Thursday, November 28, 2013

What is the universe expanding into?



"Since astronomers know that the Universe is expanding, what's it expanding into? What's outside of the Universe?"

Ask any astronomer and you'll get an unsatisfying answer. We give you the same unsatisfying answer, but really explain it, so your unsatisfaction doesn't haunt you any more.

The short answer is that this is a nonsense question, the Universe isn't expanding into anything, it's just expanding.

The definition of the Universe is that it contains everything. If something was outside the Universe, it would also be part of the Universe too.

Outside of that? Still Universe. Out side of THAT? Also more Universe. It's Universe all the way down.

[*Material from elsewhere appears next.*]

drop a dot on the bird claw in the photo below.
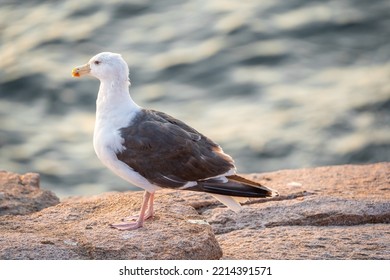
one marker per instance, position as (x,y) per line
(127,226)
(135,217)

Either the Universe is infinite, going on forever, or its finite, with a limited volume. In either case, the Universe has no edge.

When we imagine the Universe expanding after the Big Bang, we imagine an explosion, with a spray of matter coming from a single point. But this analogy isn't accurate.

A better analogy is the surface of an expanding balloon. Not the 3 dimensional balloon, just its 2 dimensional surface.

If you were an ant crawling around the surface of a huge balloon, and the balloon was your whole universe, you would see the balloon as essentially flat under your feet.

Imagine the balloon is inflating. In every direction you look, other ants are moving away from you. The further they are, the faster away they're moving.

Even though it feels like a flat surface, walk in any direction long enough and you'd return to your starting point.

Representation of the timeline of the universe over 13.7 billion years, and the expansion in the universe that followed. 

Credit: NASA /WMAP Science Team.

You might imagine a growing circle and wonder what it's expanding into. But that's a nonsense question.

There's no direction you could crawl that would get you outside the surface.

Your 2-dimensional ant brain can't comprehend an expanding 3-dimensional object.

There may be a center to the balloon, but there's no center to the surface. Just a shape that extends in all directions and wraps in upon itself and yet, your journey to make one lap around the balloon takes longer and longer as the balloon gets more inflated.

To better understand how this relates to our Universe, we need to scale things up by one dimension, from a 2-d surface embedded in a 3-d world, to a 3-d volume embedded within a 4-d universe.

Astronomers think that if you travel in any direction far enough, you'll return to your starting position. If you could stare far enough into space, you would be looking at the back of your own head.